Speaking at a press conference in front of Bellevue hospital, Mayor Eric Adams shed light on a $650 million push over five years from City Hall to combat homelessness. In announcing the allocation of those funds in his State of the City address last week, Adams revealed that a portion of it would go to “a new housing facility just for unsheltered New Yorkers with serious mental illness,” though he did not specify at the time how much, and was also spare with details such as how many people it would accommodate. Today, the mayor fleshed out the plan, dubbed “Bridge to Home,” which he said would “meet New Yorkers where they are and provide a supportive facility that gets them the treatment and temporary housing they need while keeping them out of the hospitals and off our subways.”
The program would be administered by NYC Health + Hospitals, New York’s municipal health system which runs a network of 11 hospitals. People participating in Bridge to Home would get “their own room, in a setting where we will have on-site services so we can maintain their recovery,” according to the system’s president and CEO Dr. Mitchell Katz. “When people are ready we will be able to move them to permanent housing.”
Answering a reporter’s question about a schedule for the program’s launch, Dr. Katz stated that “the timetable is immediate,” although according to a press release from the mayor’s office, “NYC Health + Hospitals expects to ramp the program up in Fiscal Year (FY) 2026 and fully operationalize it in FY27, serving up to 100 beds.” Officials at today’s briefing did not specify what portion of the $650 million allocated over the next five years to combat homelessness will go to this program.
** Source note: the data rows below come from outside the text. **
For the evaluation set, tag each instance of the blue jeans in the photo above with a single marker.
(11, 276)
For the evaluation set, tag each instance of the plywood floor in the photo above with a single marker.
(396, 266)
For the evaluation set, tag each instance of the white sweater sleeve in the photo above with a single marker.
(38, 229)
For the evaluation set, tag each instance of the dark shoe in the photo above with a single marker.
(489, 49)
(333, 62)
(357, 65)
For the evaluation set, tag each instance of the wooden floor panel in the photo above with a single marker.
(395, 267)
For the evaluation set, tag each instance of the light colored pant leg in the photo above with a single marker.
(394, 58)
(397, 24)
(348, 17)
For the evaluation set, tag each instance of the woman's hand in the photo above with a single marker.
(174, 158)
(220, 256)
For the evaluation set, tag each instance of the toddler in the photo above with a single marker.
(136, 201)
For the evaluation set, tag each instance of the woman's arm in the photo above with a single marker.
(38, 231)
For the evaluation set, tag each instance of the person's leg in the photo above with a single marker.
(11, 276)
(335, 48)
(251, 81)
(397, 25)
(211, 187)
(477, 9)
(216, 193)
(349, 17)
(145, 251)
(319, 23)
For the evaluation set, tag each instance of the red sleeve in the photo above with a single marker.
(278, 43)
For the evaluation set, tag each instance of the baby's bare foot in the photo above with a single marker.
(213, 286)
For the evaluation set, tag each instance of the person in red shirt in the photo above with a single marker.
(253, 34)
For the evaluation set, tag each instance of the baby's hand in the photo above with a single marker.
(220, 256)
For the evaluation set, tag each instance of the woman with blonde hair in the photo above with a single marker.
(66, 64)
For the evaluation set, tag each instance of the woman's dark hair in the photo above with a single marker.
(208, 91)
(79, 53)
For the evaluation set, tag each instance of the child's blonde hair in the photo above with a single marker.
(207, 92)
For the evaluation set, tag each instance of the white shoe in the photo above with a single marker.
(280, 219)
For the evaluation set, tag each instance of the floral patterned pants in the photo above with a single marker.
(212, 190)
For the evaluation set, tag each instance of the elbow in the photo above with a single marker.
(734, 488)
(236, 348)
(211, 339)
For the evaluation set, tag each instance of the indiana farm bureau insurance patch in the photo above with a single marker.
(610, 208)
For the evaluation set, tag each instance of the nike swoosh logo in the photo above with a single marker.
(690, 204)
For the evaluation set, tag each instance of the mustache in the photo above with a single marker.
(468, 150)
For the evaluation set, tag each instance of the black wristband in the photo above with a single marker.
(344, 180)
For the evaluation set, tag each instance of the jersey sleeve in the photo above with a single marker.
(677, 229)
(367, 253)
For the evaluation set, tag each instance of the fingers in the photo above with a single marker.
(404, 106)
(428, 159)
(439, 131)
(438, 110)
The announcement of Bridge to Home comes as homelessness has spiked more than fifty percent in just the last year, according to a report by the U.S. Department of Housing and Urban Development (HUD). The federal agency reported more than 158,000 homeless New Yorkers across the city, a substantial portion of the 771,000 national total. 81 out of every 10,000 New Yorkers are homeless, according to HUD’s data.
Local officials and mental health advocates have criticized the mayor’s choices during his tenure in dealing with the issue. In an opinion piece published in City & State today, City Councilwomen Tiffany Cabán and Sandy Nurse argue that leadership from City Hall and Albany engage in “expensive politicking [that] has failed to make New Yorkers feel safe and can no longer replace a serious commitment to the evidence-based solutions we deserve.” They note the mayor’s cutting of funds for drug treatment programs and “clubhouse” mental health facilities (an innovation in the field considered successful by health professionals), and also called out the mayor for the “symbolic and costly” surge of law enforcement on the subway in response to high-profile violent cases.
In today’s briefing, the mayor claimed that his critics were “sitting back and being philosophical” on the issue.